Маруся прислушивалась к разговорам, но мало что понимала. Самым главным для неё было – ни на минуту не расставаться с мамой. Но она знала, что наступит такой момент, обязательно наступит, всегда наступает: мама остается, а Маруся уходит. Или Маруся остается, а мама, делая вид, что всё в порядке и что она ненадолго, берёт в левую руку большую чёрную сумку с верёвочными ручками, а правой открывает замок двери, роняя через плечо: «Ну, поехала я, а то опоздаю». Маруся стоит молча, следит глазами, как в проёме двери в последний раз возникает мамин профиль, а идущая следом бабушка что-то говорит напоследок, но Маруся уже ничего не слышит: она глохнет от подступивших рыданий.
А пока всё хорошо, и мама рядом, оживлённая, красивая. Маруся ловит каждое её слово, каждое движение артистичных, уверенных рук. Дядя Вася с тётей Элей тоже довольные, шутят и жизненные истории рассказывают, которые Маруся слушает вполуха. Но поневоле что-то запоминается и становится как бы кусочком и её жизни. Особенно все эти «а помнишь?».
– А помнишь, как мы на танцы после войны ходили? – заранее сощурив в усмешке глаза и подняв левую бровь с хохолком, начинает мама.
– Ну как же, всё помню, – чуть картаво рокочет тётя Эля, деликатно откусывая хвостик у шпроты. – Особенно тот раз, когда ты в моих туфлях пошла. У тебя тридцать восьмой, а у меня тридцать шестой, да еще туфли новые, не разношенные. Ох, уж я тебе тогда не позавидовала.
– Так у нас кроме сапог ничего не было, – задним числом оправдывается мама. – Правда, к концу танцев мне казалось, что у меня вместо ног натирающие протезы, как у Федьки-борца из шестой квартиры. А туфельки твои до чего хороши были: чёрненькие, лакированные, с тоненьким ремешком.

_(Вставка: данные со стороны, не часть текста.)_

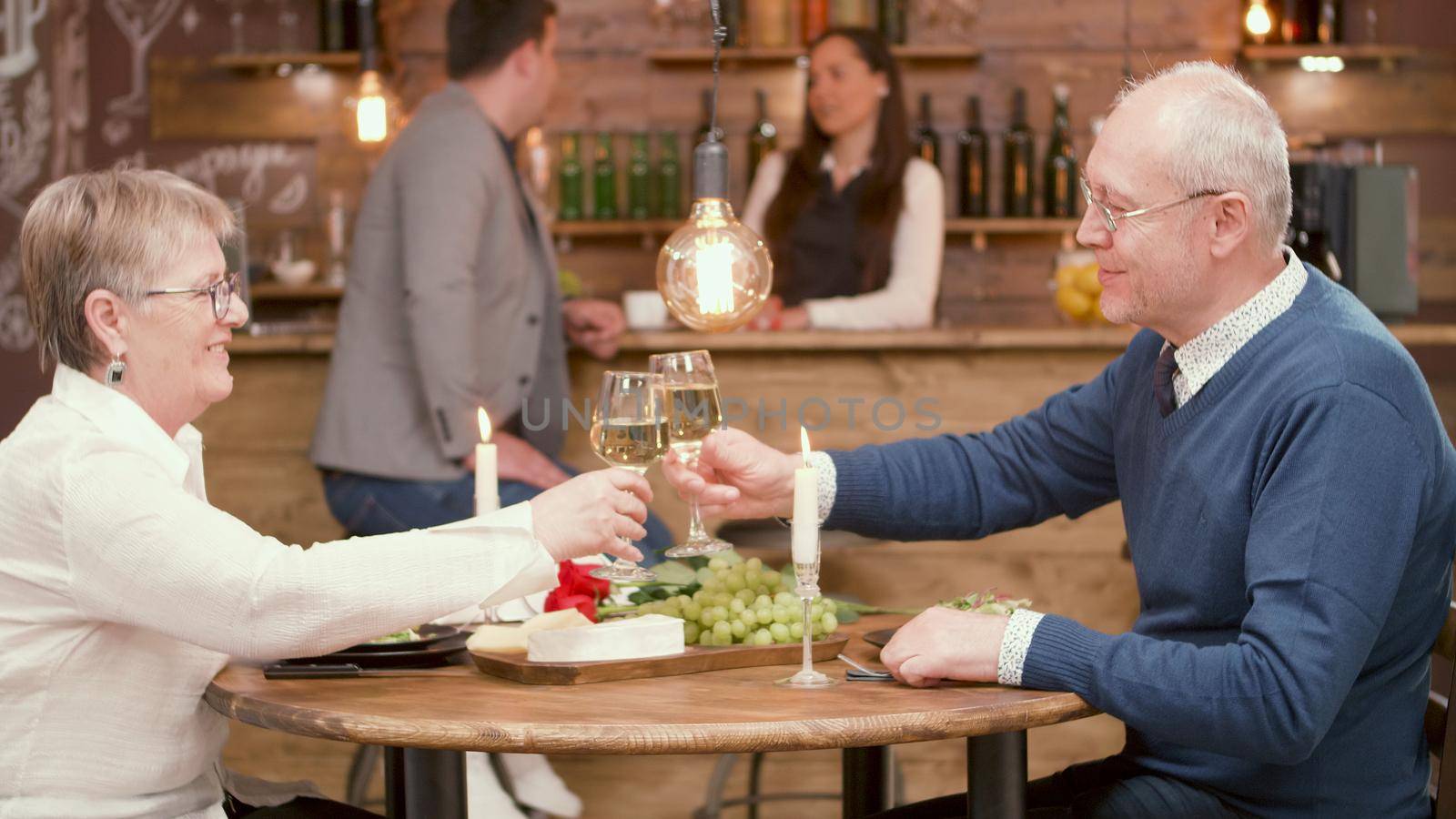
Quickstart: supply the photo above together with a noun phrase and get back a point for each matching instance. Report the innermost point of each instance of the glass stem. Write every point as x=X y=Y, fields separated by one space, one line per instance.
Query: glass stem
x=695 y=521
x=808 y=637
x=622 y=560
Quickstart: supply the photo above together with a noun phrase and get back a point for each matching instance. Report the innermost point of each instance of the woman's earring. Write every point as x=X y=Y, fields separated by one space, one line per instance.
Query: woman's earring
x=114 y=370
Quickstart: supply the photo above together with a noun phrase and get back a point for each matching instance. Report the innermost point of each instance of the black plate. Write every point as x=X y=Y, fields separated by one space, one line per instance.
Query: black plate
x=878 y=639
x=439 y=653
x=429 y=636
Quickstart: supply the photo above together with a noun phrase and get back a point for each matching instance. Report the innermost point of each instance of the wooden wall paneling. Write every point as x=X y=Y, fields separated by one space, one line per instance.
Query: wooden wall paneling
x=193 y=101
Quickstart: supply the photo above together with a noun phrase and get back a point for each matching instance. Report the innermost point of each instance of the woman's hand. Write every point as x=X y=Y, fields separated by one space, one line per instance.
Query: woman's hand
x=587 y=515
x=776 y=317
x=735 y=475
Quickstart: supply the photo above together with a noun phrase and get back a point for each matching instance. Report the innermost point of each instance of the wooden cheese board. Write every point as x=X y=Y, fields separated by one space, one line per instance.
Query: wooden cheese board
x=695 y=659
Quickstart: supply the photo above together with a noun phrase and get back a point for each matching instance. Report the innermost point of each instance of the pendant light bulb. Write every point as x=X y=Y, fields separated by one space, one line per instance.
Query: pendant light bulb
x=371 y=111
x=713 y=273
x=1257 y=21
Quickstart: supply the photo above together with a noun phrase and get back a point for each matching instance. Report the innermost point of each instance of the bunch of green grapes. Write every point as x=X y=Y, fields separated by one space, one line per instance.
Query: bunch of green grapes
x=744 y=602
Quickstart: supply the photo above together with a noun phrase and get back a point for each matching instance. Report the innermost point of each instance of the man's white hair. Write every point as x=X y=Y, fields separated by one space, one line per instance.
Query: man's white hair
x=1225 y=137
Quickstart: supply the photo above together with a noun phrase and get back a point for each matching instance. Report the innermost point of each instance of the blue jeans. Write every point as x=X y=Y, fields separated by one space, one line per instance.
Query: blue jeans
x=366 y=504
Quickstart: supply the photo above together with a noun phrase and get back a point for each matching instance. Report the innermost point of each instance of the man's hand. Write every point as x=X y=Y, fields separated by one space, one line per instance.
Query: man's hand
x=587 y=515
x=735 y=475
x=519 y=460
x=945 y=643
x=594 y=325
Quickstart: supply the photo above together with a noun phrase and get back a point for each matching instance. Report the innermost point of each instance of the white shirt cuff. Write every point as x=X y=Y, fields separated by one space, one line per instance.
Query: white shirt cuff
x=827 y=482
x=538 y=570
x=1019 y=629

– Ну, туфли оказались безнадёжно испорчены, зато у тебя, помнится, тогда отбоя от поклонников не было, ты вся излучала загадочность неземную. Не такая полундра, как обычно. Да и платье моё тебе очень шло, а на мне сидело как на доярке, – тётя Эля любила преуменьшать свои достоинства, на комплимент напрашивалась. Дядю Васю провоцировала. А тому хоть бы что: доярка, так доярка. Ему тётя Эля нравилась в любом виде.
Потом приходила бабушка и забирала Марусю делать уроки, а так не хотелось уходить! Ну ещё полчасика, ну, мама, скажи, что мы вместе скоро придём… Тут мама поддерживала бабушку, обещая Марусе, что не задержится надолго. Но Маруся ложилась спать, а мамы всё не было. Бабушка ходила, поджав губы, и разговаривала сама с собой, до Маруси доносились только обрывки: «Будут гудеть до утра… Ребёнком прикрывается, а сама… Вот придёт, я вопрос ребром…»
Но утром всё было тихо, мама сидела за столом, а бабушка хлопотала возле неё: «Может, за кефиром сбегать?» А мама пила чай и подсчитывала, когда ей нужно выходить из дома, чтобы не опоздать на электричку. Бабушка то и дело принималась тихонько увещевать маму: «Зачем ты к ним ходишь? Ты ведь знаешь, что ей пить нельзя, она в психушке лежала, из петли вынимали. И как её Васька терпит? Давно бы ушёл к своему ребёнку, от этой-то ждать нечего». Маруся понимала, что разговор идёт про тётю Элю. Бабушка её явно не любила, и каждый приезд мамы с хождением «в гости» вызывал у неё молчаливое порицание. Только на другой день, воспользовавшись маминым «недомоганием», она позволяла себе в очередной раз устроить тихий разнос тёте Эле. Марусе было обидно: тётя Эля с дядей Васей ей очень нравились, и никогда ничего плохого о них она не слышала – ведь всё же на одной лестнице жили. А главное – мама в такие минуты поругания молчала и не стремилась защитить свою подругу.
САША
– Любка! Бологовская! К тебе пришли!
Вроде за окном кричат. Или у двери? Кто там мог прийти? Ленушку, что ли, с торфоразработок отпустили? А вдруг наши из эвакуации приехали!
– Уже иду!
Вот куда идти, толком не пойму. Совсем дурная стала от лежания. Из окна видна красная стена фабрики, там Зинка с Тоней за неё всю работу делают, чтобы Дмитрия Кондратьича не подвести. Им Любаху навещать некогда, норму на троих гонят до самой ночи, а еще и домой добраться надо…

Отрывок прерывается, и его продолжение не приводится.